The words robot and drone may conjure up images of a sleek, austere future, but some of the most compelling use cases for the machines involve situations that are too dangerous, or just plain messy, for a human to handle.
To wit, two recent grads of the U.S. Air Force Academy have patented a drone that climbs into a building through its water or sewage pipes. The inventors, Kyle Fitle and David Carte, described the vehicle to the Washington Post as a way to facilitate communication between first responders and people trapped in damaged buildings in the wake of a natural disaster or explosion.
The motorized remote-controlled device, humbly named the Pipe Snake, consists of a rod that ejects diagonally backward a pair of arms with ends designed to grip to the wet sides of the pipe, locking in forward motion. The Pipe Snake then propels its central rod through the arms, retracts them, and starts the process again. It can move vertically up a pipe and navigate an elbow curve.
Fitle and Carte said future automated versions of the Pipe Snake will be able to transport small payloads, such as bandages and medications. But of course the upstream-swimming drone could also be used to deliver more than just human kindness: It could transport surveillance devices or small explosives.

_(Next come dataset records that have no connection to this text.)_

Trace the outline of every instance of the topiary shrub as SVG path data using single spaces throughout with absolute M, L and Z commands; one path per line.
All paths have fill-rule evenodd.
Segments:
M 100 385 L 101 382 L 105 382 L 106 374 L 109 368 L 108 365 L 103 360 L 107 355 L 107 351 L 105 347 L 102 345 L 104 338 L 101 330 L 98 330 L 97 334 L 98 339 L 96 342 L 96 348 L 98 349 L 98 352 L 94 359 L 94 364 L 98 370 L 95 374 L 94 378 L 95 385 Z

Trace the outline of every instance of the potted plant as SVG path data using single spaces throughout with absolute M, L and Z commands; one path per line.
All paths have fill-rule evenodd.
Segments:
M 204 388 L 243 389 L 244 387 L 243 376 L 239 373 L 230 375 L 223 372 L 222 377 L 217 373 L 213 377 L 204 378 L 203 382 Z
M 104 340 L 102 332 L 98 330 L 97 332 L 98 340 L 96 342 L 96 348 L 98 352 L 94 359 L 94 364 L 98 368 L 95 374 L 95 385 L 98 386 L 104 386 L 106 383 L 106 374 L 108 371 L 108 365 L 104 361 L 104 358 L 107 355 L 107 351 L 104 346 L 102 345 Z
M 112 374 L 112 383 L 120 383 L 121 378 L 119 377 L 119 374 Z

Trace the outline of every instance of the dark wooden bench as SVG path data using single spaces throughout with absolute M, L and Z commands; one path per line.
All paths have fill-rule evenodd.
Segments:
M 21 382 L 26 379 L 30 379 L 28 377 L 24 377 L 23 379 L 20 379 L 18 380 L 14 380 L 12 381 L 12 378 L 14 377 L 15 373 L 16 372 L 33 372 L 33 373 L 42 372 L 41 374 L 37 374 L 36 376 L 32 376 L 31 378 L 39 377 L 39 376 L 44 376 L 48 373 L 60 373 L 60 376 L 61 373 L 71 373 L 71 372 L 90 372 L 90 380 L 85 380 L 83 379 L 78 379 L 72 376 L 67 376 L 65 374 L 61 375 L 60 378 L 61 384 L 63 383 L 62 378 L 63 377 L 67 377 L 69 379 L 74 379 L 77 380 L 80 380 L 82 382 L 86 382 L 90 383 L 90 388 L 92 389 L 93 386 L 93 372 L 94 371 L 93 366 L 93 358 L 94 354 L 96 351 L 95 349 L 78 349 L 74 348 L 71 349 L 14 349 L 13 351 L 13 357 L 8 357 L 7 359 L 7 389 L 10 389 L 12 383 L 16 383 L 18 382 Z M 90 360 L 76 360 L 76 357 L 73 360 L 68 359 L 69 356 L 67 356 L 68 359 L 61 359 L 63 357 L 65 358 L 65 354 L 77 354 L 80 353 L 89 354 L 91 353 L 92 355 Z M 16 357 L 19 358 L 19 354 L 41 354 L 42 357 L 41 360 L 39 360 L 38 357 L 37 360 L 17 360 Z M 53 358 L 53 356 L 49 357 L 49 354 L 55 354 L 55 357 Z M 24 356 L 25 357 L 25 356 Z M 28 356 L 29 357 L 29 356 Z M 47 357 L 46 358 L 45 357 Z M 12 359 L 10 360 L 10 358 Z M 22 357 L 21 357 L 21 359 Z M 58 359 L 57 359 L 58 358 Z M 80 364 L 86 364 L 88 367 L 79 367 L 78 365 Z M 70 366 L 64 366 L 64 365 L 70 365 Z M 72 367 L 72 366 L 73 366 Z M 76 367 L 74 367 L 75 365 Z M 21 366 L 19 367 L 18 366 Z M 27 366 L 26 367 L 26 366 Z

Air Force engineers Fitle and Carte have worked on a series of related devices. They’ve applied for a patent on something called an Adhesive Pellet Projectile (at left), an empty cone-shaped projectile that can hold infrared and audio sensors and sticks to a variety of surfaces. Fitle and Carte hope to use the devices together so that, for example, the Pipe Snake could transmit via a router carried by the Pellet if it loses contact with receptors held by first responders.
Drones and robots can perform an ever-growing number of tasks for people. We tend to focus on those that are most in keeping with visions of the future dominated by Big Brother or “Blade Runner.” Many applications for the technology, like the Pipe Snake, could advance that vision, but remote- and computer-powered devices also support better farming and help clean up industrial messes.